To investigate the potential mechanisms by which triclosan (TCS), a widely used endocrine-disrupting chemical commonly found in personal care products, contributes to the progression of rheumatoid arthritis (RA), and to systematically evaluate its immunomodulatory effects using a multi-disciplinary approach that integrates computational toxicology, bioinformatics, and structural biology.

An integrative approach combining network toxicology, machine learning algorithms, and molecular docking was employed to systematically investigate the mechanisms underlying TCS-induced RA. Bioinformatic analyses were conducted to identify interconnected signaling pathways and core target genes associated with TCS exposure, utilizing publicly available databases and enrichment analysis tools. Molecular docking simulations were performed to validate the binding stability, affinity, and interaction modes between TCS and the identified core targets. In addition, immune cell correlation analyses were carried out using single-sample gene set enrichment analysis to explore the potential immunomodulatory roles of the core targets within the RA immune microenvironment.

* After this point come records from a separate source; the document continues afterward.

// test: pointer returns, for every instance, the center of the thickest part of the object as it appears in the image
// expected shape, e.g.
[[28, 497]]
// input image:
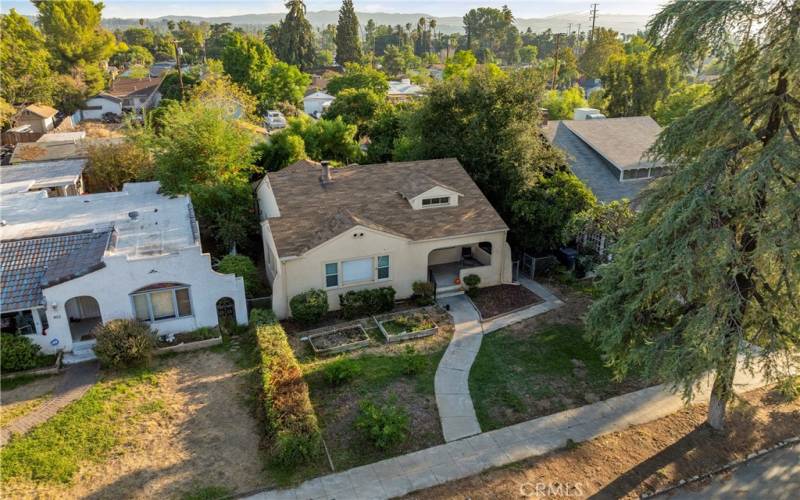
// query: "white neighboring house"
[[367, 226], [125, 95], [317, 103], [71, 263]]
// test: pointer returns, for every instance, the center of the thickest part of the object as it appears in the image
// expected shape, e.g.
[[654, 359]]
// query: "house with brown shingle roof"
[[369, 226]]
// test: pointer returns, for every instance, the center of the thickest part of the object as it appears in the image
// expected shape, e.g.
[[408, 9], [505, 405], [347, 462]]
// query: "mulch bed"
[[501, 299]]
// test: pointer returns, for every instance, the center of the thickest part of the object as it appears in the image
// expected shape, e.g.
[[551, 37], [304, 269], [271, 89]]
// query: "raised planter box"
[[339, 340], [399, 337], [36, 372], [189, 346]]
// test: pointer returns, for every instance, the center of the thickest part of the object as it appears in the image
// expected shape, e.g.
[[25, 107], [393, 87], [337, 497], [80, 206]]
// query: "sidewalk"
[[77, 380], [466, 457]]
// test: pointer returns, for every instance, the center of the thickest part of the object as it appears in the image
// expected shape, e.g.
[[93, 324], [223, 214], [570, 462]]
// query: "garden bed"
[[397, 327], [48, 364], [339, 340], [499, 300]]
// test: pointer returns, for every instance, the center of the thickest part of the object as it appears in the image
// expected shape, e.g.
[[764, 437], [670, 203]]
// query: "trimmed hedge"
[[310, 306], [357, 304], [290, 417]]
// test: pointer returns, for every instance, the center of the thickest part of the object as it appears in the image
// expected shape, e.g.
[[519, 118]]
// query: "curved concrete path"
[[451, 383], [77, 380]]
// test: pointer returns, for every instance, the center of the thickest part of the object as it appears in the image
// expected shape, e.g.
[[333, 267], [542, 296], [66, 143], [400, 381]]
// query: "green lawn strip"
[[86, 430], [510, 371]]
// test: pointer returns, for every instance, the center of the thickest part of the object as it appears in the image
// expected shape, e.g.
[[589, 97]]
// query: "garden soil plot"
[[502, 299], [643, 458], [381, 379], [189, 431]]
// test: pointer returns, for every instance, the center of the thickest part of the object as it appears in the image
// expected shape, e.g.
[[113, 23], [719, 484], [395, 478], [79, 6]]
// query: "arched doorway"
[[84, 314], [226, 312]]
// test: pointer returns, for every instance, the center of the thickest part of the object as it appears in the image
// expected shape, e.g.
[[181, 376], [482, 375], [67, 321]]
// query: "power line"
[[593, 14]]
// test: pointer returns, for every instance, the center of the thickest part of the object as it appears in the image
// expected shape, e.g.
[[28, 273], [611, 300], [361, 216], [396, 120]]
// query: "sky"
[[439, 8]]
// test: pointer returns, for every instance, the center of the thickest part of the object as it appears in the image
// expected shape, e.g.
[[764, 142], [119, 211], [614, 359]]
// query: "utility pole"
[[178, 51], [555, 66]]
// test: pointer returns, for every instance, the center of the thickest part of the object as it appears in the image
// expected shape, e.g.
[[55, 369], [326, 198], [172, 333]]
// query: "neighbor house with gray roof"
[[610, 154], [368, 226], [71, 263]]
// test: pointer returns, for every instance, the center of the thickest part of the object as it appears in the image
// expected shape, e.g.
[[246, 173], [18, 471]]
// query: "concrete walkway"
[[466, 457], [77, 380], [451, 383], [775, 475]]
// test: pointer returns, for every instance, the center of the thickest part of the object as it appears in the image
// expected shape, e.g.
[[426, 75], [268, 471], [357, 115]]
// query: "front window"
[[431, 202], [383, 267], [354, 271], [160, 303]]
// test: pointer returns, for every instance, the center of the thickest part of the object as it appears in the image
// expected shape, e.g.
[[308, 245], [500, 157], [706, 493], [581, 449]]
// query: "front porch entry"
[[445, 265], [84, 314]]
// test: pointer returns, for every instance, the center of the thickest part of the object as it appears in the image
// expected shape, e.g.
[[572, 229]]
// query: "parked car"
[[275, 119]]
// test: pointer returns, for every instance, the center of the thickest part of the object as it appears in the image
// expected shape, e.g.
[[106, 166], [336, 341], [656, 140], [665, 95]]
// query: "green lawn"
[[86, 430], [518, 376]]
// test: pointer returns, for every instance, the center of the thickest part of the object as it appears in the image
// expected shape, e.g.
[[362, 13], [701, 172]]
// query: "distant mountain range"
[[559, 23]]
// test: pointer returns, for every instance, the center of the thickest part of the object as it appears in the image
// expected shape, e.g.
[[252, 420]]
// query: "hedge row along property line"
[[290, 418]]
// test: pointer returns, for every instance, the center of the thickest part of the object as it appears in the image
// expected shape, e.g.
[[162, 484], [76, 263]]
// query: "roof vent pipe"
[[326, 172]]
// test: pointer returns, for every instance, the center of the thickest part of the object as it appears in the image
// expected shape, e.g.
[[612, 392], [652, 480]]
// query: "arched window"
[[161, 301]]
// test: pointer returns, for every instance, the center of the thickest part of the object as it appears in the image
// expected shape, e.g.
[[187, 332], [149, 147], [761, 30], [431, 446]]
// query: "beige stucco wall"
[[408, 263]]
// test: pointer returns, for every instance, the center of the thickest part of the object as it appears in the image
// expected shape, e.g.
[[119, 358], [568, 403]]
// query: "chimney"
[[326, 172]]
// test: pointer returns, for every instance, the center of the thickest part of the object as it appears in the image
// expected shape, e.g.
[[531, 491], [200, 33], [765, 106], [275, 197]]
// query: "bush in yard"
[[341, 371], [412, 362], [472, 281], [385, 426], [124, 342], [357, 304], [309, 307], [290, 418], [242, 265], [18, 353], [423, 293]]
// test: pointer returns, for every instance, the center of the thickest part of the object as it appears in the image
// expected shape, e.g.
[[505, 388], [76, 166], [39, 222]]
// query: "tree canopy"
[[348, 38], [712, 259]]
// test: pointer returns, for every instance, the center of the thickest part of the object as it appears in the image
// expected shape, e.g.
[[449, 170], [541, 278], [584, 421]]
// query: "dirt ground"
[[20, 401], [193, 430], [640, 459]]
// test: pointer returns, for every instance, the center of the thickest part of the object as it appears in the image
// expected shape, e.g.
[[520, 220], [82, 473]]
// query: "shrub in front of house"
[[310, 306], [18, 353], [423, 293], [341, 371], [357, 304], [385, 426], [290, 418], [124, 342], [472, 281]]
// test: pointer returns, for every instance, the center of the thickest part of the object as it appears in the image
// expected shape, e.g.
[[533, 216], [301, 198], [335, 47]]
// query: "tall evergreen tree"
[[348, 40], [713, 259], [26, 76], [293, 40]]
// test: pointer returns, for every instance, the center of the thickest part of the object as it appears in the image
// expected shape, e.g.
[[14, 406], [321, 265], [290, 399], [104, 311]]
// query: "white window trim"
[[340, 272], [174, 304]]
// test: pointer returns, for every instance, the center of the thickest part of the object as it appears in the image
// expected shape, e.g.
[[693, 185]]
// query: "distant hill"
[[559, 23]]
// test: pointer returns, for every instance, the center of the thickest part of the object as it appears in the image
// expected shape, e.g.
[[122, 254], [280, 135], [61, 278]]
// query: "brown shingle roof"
[[41, 110], [369, 195], [126, 87]]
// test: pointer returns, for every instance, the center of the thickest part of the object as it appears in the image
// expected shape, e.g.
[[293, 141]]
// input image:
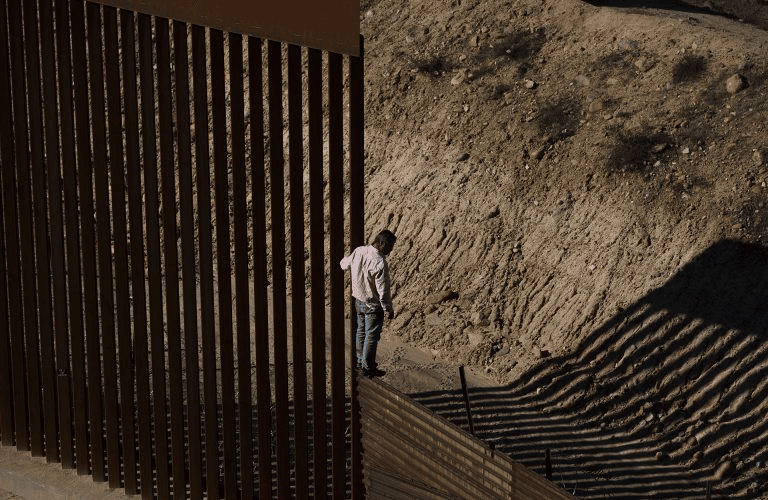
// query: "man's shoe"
[[373, 372]]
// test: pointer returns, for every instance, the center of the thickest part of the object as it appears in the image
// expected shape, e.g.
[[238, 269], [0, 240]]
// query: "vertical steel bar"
[[188, 256], [317, 269], [240, 223], [31, 436], [207, 318], [219, 123], [261, 308], [127, 440], [336, 252], [9, 244], [298, 312], [90, 285], [46, 382], [138, 277], [279, 320], [170, 253], [64, 409], [6, 399], [104, 241], [466, 399], [356, 238], [75, 297], [154, 266], [48, 232]]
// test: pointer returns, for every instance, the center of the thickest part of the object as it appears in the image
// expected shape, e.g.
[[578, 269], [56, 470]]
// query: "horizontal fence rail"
[[170, 196], [410, 452]]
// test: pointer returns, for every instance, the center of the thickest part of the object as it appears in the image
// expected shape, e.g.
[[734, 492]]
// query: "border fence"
[[143, 164], [170, 195]]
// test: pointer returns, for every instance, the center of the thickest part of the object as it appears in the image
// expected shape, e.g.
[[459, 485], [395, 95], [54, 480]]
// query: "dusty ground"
[[578, 190]]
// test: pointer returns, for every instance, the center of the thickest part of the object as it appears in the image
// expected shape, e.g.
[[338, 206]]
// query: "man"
[[373, 299]]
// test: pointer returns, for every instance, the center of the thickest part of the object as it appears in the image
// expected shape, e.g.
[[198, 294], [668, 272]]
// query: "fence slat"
[[28, 425], [71, 384], [298, 312], [188, 256], [240, 224], [104, 243], [43, 344], [279, 320], [317, 268], [90, 286], [9, 305], [259, 238], [138, 277], [170, 254], [127, 437], [208, 325], [336, 253], [154, 266], [59, 283], [223, 263], [356, 236], [55, 317]]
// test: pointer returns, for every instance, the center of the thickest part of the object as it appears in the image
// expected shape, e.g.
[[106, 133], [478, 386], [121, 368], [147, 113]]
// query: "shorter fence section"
[[408, 451]]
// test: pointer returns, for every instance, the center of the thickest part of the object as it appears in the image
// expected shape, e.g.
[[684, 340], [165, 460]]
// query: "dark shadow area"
[[638, 152], [656, 400], [431, 65], [689, 68], [559, 119], [754, 12]]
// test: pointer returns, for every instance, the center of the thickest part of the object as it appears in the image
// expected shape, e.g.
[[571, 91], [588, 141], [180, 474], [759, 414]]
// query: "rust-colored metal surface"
[[409, 449]]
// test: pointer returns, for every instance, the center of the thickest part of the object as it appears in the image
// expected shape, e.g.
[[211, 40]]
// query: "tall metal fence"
[[149, 246], [170, 195]]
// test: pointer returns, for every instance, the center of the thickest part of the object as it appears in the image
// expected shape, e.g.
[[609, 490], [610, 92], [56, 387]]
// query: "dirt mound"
[[589, 180]]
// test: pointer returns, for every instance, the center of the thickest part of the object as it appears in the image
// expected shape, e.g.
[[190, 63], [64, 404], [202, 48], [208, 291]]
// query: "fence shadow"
[[666, 396]]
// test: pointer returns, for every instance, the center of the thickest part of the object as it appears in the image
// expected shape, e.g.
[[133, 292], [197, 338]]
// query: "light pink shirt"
[[370, 276]]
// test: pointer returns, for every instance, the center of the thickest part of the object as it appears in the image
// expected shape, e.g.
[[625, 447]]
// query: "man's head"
[[384, 241]]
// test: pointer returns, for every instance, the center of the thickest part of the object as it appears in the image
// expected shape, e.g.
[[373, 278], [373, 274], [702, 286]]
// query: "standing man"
[[371, 288]]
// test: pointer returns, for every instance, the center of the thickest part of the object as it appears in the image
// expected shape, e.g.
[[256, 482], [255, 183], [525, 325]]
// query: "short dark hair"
[[386, 239]]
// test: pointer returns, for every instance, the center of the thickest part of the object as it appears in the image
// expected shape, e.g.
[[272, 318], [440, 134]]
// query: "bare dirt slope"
[[579, 191]]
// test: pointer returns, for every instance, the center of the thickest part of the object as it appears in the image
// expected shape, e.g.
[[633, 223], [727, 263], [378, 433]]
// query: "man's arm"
[[383, 286], [347, 261]]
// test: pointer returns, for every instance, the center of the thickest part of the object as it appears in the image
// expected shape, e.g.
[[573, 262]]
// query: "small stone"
[[595, 106], [736, 83], [644, 64], [479, 319], [758, 157], [723, 470], [459, 77], [537, 153], [475, 338], [434, 320], [582, 80], [440, 297]]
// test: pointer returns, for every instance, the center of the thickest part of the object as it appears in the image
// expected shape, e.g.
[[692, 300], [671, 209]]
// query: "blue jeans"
[[370, 321]]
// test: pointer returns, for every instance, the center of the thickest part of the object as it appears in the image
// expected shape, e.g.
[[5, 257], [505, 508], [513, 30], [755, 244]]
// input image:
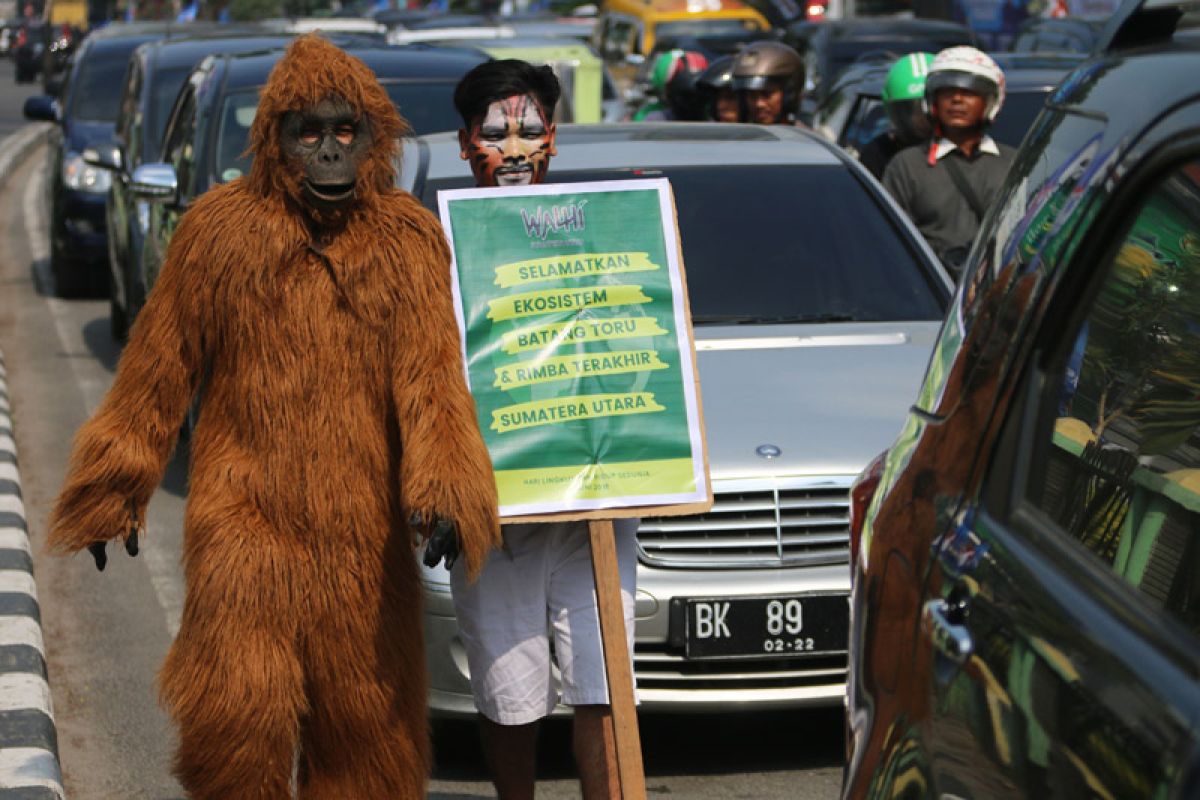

Bioinformatic analyses revealed multiple critical and interconnected pathways involved in cellular signaling, metabolic processes, and inflammatory regulation, highlighting the complex molecular network through which TCS may influence RA pathogenesis. Four core targets-CASP3, EGFR, HSP90AB1, and MAPK8 were identified in relation to TCS exposure, each playing established roles in apoptosis, cell proliferation, and stress responses. Molecular docking confirmed stable and consistent interactions between TCS and these core targets, with favorable binding energies supporting their relevance as key molecular nodes. Furthermore, the four core targets exhibited positive and broad correlations with several immune cell subtypes, including M1 macrophages, activated natural killer (NK) cells, memory CD4⁺ T cells, and T follicular helper cells, suggesting that TCS may exert regulatory effects on immune cell homeostasis, activation, and differentiation.

Triclosan exerts significant immunomodulatory effects that may play a contributory role in the progression of rheumatoid arthritis by modulating key signaling pathways and influencing immune cell composition. These findings underscore the value of multi-disciplinary approaches, such as network toxicology and machine learning, in evaluating environmental triggers of autoimmune diseases. This study provides a scientific foundation for developing targeted preventive strategies against TCS-associated RA and highlights the need for further experimental validation of the identified core targets.